The death penalty has been outlawed in the UK for decades, and in fact the entire European Union “is opposed to the death penalty in all cases and has consistently espoused its universal abolition, working towards this goal”. Specifically, capital punishment is seen as a contravention of the European Convention on Human Rights. By signing up the EU, member states must remove capital punishment from their legal processes. Britain, like the other EU countries, actively engages with states that still execute their citizens, including the United States.

So why doesn’t the UK oppose the death sentence recently passed on Saddam Hussein? According to our political leaders, because it’s an internal matter for the Iraqi people. Surely, after invading and occupying their country three years ago it’s a bit late for that.

There’s no hypocrisy involved when American politicians applaud the passing of the death sentence on Saddam Hussein. The American Bill of Rights does not preclude the execution of criminals, and in fact the number of people executed in the United States has been steadily increasing since its re-introduction in the mid 1970s. Capital punishment remains popular among many sections of American society, and there’s no immediate likelihood of captal punishment being abolished any time soon. Thus, by American legal standards at least, Saddam Hussein is not being treated in a unique or immoral manner.

For the British though, things are different. As an outspoken opponent of capital punishment, the British government should be as consistent in Iraq as they are at opposing such punishments in countries that retain the death sentence, for which the US shouldn’t be singled out, as the list is quite long and includes places like Somalia, Nigeria, Iran, and China. Britain and the EU have made representations to all of these countries voicing their criticism of capital punishment. So why not Iraq?

Former UK Foreign Secretary Malcolm Rifkind (one of the “wise old men” of the British Conservative Party) has accused the Americans of delaying the return of the verdict on Saddam Hussein so that it would coincide with the recent elections. So that it could be used as a good news story, Mr. Rifkind declared the timing “deeply suspect”.

On the other hand, the government has only commented that the “Iraqi judicial system is a matter for the Iraqis”. Lord Falconer, the Lord Chancellor (head of the British legal system) on the BBC Radio 4 programme “Any Questions” parsed his words perfectly, saying that whilst he personally opposed the death penalty, the actual decision must come down to the Iraqis. Pontius Pilate couldn’t have phrased it better himself.

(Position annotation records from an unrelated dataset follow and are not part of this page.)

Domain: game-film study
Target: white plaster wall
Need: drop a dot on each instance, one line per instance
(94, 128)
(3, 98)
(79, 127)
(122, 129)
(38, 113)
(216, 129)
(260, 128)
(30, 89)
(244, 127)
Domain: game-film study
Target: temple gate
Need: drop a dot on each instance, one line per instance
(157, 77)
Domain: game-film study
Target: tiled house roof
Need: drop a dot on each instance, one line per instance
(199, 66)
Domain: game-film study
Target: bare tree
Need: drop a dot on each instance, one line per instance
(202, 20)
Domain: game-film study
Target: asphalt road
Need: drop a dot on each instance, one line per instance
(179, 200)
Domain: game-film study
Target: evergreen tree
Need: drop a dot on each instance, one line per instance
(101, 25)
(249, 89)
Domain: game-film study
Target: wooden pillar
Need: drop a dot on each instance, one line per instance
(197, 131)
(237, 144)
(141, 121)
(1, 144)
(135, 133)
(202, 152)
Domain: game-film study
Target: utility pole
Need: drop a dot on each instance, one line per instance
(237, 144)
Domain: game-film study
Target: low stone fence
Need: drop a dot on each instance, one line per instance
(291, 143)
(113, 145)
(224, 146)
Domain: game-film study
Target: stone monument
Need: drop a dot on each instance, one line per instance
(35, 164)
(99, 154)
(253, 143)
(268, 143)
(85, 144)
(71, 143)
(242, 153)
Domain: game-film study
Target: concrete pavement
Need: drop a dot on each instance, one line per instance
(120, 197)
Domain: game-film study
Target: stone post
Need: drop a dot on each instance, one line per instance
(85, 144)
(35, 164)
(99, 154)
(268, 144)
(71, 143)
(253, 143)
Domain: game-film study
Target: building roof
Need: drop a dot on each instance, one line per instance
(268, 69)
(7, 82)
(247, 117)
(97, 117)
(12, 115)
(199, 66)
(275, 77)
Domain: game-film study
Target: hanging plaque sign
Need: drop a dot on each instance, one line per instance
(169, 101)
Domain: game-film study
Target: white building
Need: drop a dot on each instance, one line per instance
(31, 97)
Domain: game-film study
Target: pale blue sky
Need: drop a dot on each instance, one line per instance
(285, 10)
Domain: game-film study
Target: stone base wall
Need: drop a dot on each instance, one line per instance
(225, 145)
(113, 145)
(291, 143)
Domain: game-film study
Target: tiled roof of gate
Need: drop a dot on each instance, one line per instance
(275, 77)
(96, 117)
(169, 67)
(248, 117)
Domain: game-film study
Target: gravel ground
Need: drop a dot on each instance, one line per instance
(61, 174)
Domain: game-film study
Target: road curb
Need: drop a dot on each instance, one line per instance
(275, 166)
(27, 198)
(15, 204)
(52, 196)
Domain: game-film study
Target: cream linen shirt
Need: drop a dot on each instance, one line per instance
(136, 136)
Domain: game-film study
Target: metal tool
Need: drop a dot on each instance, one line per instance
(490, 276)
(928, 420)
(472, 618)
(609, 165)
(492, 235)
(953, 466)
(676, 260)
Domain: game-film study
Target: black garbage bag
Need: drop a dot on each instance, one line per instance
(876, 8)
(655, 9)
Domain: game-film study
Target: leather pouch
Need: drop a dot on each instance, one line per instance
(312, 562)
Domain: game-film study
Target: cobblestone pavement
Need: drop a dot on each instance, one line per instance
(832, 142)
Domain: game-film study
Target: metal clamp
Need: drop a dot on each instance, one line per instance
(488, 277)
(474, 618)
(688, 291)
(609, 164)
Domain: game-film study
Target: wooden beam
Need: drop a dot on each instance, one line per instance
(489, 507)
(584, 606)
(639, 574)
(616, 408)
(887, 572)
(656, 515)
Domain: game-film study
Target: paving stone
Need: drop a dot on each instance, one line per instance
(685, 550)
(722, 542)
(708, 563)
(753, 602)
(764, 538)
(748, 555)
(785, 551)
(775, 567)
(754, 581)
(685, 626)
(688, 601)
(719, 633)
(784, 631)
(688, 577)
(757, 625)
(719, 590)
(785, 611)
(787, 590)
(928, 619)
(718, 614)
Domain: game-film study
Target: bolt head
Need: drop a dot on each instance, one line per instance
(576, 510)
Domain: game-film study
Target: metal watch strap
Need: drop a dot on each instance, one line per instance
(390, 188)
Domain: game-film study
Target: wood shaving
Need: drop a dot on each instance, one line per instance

Fair enough I suppose, but surely the whole point of the invasion of Iraq was to make the place better and more humane. If we pulled out tomorrow, the decision of the Iraqi people would unquestionably be to have a bloody civil war, carving out what smaller states they can, while driving away or killing any ethnic groups that the majorities in those areas didn’t happen to like. If the British are going to remain in Iraq for the long term, it has to be to create a democratic state that espouses values that the British people support.

Of course the reason the British government aren’t being more vociferous in their opposition to the sentence is because the American government is so pleased with the result. George W. Bush went so far as to say that the death sentence was “a major achievement for Iraq’s young democracy, and its constitutional government”. By American standards perhaps, but not by British or European ones.